(544ck) Ice-Templating Fabrication of Hierarchical TS-1 Monoliths with Steam-Assisted Crystallization for Enhanced Benzene Hydroxylation

TS-1 zeolite exhibits superior catalytic performances for oxidation reactions using H₂O₂ as the oxidant. However, the intracrystalline diffusion in pelleted TS-1 catalysts inhibits the access of reacting molecules to active sites within zeolitic pores and the removal of product molecules, keeping both reaction rate and selectivity low. Many efforts have been made to relieve this diffusion limitation. One strategy is to construct hierarchically porous zeolites with auxiliary porosity using either bottom-up or top-down method. Hierarchical zeolites constructed by the bottom-up method are favourable to overcome the dilemma of low-level conversion and selectivity, but the requirement for expensive mesostructured templates with the complex procedure of fabrication is a drawback. The top-down method usually suffers from titanium leaching together with a reduction of effective areas. Since the introduction of second mesopores usually sacrifices some active sites, the conversion of benzene and the selectivity of phenol could not be enhanced at the same time when hierarchical zeolites synthesised by the top-down method are employed.

The ice-templating of porous structures by the solidification of water is an eco-friendly way to build hierarchically-structured bulks, and the engineering of pore morphologies and their connections could be achieved. The wealth of pore morphologies and the directional macropores together with easily accessible meso- and micro-pores would make these ice-templated materials promising candidates as solid catalysts.
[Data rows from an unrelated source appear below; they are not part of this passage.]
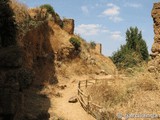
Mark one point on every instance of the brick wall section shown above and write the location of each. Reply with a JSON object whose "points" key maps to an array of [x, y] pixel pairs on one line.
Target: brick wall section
{"points": [[98, 48]]}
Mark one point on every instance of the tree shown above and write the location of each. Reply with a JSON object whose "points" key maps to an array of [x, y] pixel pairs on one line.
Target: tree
{"points": [[133, 52], [49, 8], [8, 25]]}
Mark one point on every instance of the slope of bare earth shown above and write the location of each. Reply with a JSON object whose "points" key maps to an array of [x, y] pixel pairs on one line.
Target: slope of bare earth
{"points": [[138, 93]]}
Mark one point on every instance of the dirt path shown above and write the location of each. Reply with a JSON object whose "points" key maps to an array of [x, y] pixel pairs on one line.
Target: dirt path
{"points": [[66, 110]]}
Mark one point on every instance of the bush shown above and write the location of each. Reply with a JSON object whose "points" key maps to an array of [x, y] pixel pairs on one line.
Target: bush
{"points": [[133, 52], [49, 8], [8, 25], [92, 44], [75, 42]]}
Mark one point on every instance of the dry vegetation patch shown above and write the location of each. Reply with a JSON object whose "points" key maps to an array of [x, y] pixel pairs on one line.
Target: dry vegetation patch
{"points": [[139, 94]]}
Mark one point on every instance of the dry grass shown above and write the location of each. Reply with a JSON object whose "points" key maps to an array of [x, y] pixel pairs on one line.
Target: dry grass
{"points": [[20, 10], [139, 93]]}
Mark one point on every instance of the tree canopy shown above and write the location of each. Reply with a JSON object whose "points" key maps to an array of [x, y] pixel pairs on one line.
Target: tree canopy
{"points": [[133, 52]]}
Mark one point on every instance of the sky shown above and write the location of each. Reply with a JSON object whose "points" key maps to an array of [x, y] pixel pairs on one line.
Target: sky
{"points": [[105, 21]]}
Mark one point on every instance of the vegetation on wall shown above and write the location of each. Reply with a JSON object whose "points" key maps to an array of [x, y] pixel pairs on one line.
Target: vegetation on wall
{"points": [[75, 42], [8, 25], [133, 52], [49, 8], [92, 44]]}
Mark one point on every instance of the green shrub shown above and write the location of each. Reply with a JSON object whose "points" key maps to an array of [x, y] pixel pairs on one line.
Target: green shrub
{"points": [[8, 25], [49, 8], [133, 52], [75, 42], [92, 44]]}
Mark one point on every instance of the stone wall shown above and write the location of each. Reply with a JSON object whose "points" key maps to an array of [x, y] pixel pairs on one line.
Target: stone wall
{"points": [[68, 25], [98, 48]]}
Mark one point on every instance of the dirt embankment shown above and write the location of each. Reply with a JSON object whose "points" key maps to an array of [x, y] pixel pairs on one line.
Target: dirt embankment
{"points": [[42, 56]]}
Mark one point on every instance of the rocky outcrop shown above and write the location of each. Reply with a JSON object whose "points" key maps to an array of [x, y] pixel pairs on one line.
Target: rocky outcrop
{"points": [[68, 25], [155, 62], [39, 14], [22, 67]]}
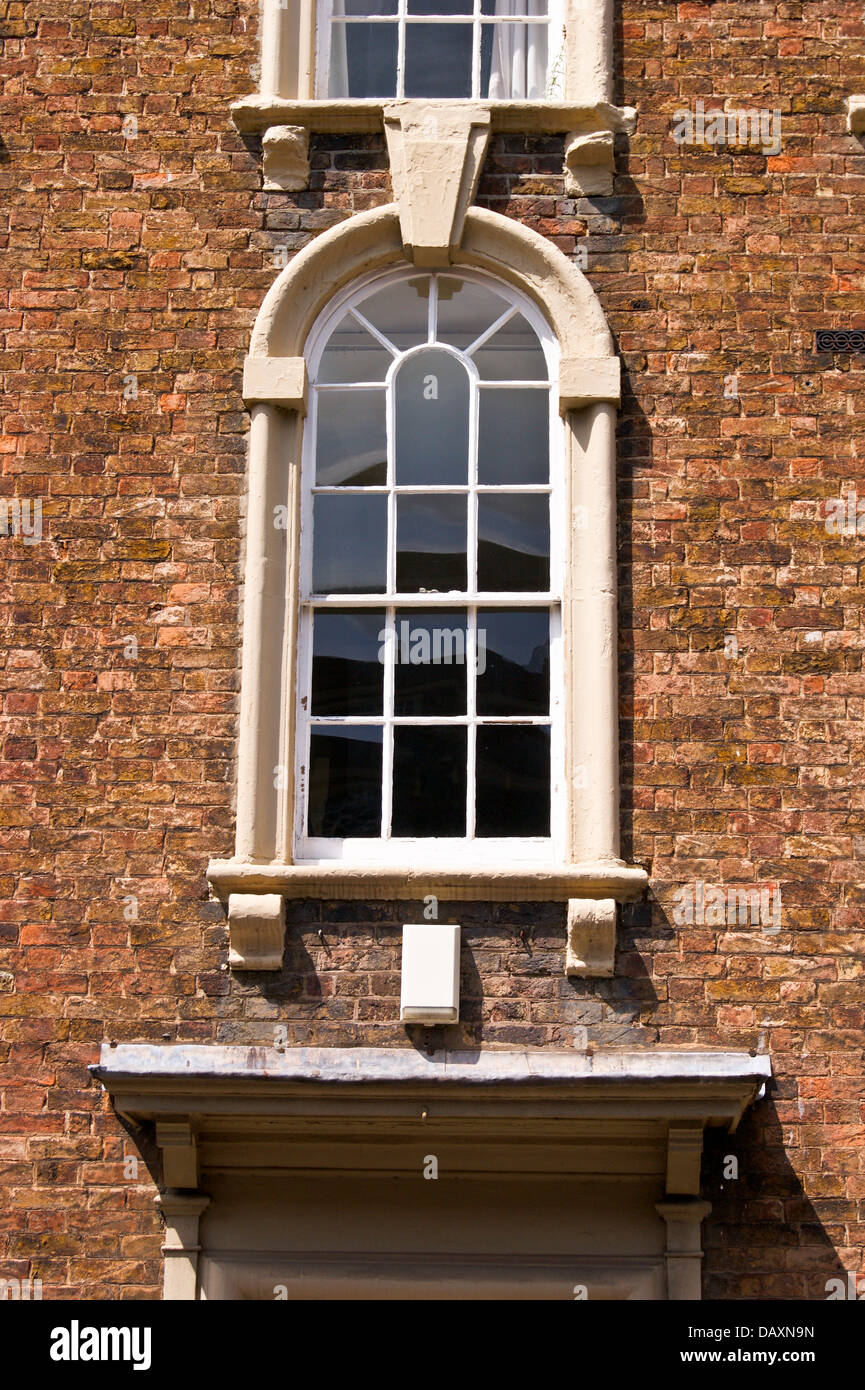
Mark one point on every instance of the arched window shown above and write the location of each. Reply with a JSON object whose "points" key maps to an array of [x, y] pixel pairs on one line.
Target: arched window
{"points": [[430, 648]]}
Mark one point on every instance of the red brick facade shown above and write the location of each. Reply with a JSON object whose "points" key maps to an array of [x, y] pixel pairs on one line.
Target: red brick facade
{"points": [[134, 263]]}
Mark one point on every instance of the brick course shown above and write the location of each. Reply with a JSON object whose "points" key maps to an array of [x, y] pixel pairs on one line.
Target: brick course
{"points": [[148, 257]]}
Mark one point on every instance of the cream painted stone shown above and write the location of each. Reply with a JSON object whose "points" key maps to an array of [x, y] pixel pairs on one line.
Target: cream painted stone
{"points": [[586, 380], [855, 114], [285, 159], [256, 925], [591, 937], [278, 380], [435, 154]]}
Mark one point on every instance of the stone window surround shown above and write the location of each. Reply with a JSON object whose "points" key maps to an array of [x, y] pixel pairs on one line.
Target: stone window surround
{"points": [[433, 224], [285, 109]]}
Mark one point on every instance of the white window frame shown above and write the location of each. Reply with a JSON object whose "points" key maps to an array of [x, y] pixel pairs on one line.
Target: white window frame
{"points": [[412, 851], [552, 20]]}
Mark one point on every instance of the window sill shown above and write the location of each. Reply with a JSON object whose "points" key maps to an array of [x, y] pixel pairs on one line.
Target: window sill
{"points": [[259, 113]]}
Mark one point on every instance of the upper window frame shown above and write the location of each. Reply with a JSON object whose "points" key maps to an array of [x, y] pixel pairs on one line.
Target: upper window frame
{"points": [[412, 851]]}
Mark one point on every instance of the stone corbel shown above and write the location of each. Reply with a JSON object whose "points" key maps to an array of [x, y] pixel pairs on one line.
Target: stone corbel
{"points": [[435, 160], [590, 160], [285, 159], [256, 930], [855, 114], [591, 937], [181, 1212]]}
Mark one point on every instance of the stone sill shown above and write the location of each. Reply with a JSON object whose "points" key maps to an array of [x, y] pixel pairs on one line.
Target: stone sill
{"points": [[259, 113], [523, 883]]}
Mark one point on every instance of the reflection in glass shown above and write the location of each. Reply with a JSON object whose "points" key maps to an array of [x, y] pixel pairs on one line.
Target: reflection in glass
{"points": [[349, 544], [431, 396], [429, 781], [430, 662], [513, 353], [401, 312], [465, 310], [430, 544], [363, 60], [513, 437], [352, 445], [512, 780], [345, 781], [438, 60], [348, 667], [513, 676], [353, 355], [513, 542]]}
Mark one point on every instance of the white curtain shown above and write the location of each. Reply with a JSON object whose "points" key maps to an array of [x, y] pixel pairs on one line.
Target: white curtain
{"points": [[519, 53]]}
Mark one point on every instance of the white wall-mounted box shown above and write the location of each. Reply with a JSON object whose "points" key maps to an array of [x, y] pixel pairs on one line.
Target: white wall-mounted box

Therefore, we come up with a novel method to synthesise TS-1 monolithic matrices with a hierarchical pore structure by using the ice-templating of small TS-1 grains followed with the steam-assisted crystallization of the formed monolithic bulk. The catalytic performance of the synthesised TS-1 monolithic matrix in benzene hydroxylation will be checked using a loop flow reactor. Since the existence of macropore, the pressure drop would be intensively decreased. A plenty of intercrystalline mesopores would reduce the diffusion resistance of reacting species, leading to a remarkable improvement in both reaction rate and selectivity for benzene hydroxylation.

Firstly, the hierarchical TS-1 monoliths were fabricated by ice-templating nano-sized TS-1 grains followed by steam-assisted crystallization. Based on structure characterization using SEM, TEM, XRD, BET, FT-IR as well as ²⁹Si NMR etc., the well-connected macropore structure was formed within TS-1 monoliths after the ice-templating. In the process of steam-assisted crystallization, silica sol and synthetic gel could be transformed into zeolitic crystals. Additionally, a great amount of intracrystalline mesopores appeared after steam-assisted crystallization. The hierarchical monolith had a total pore volume of 0.40 cm³/g and the specific surface area of 432 m²/g. In the following catalytic evaluation, the monolith exhibited low pressure drop and excellent mass diffusion properties. It was demonstrated that fabricated monoliths had excellent catalytic performances compared with parent TS-1 grains. The reaction yield could be up to 24.6% for benzene hydroxylation catalyzed by using hierarchical TS-1 monoliths, accounting for a 20% increase over parent TS-1 grains.

This work was supported by the National Natural Science Foundation of China (21136008).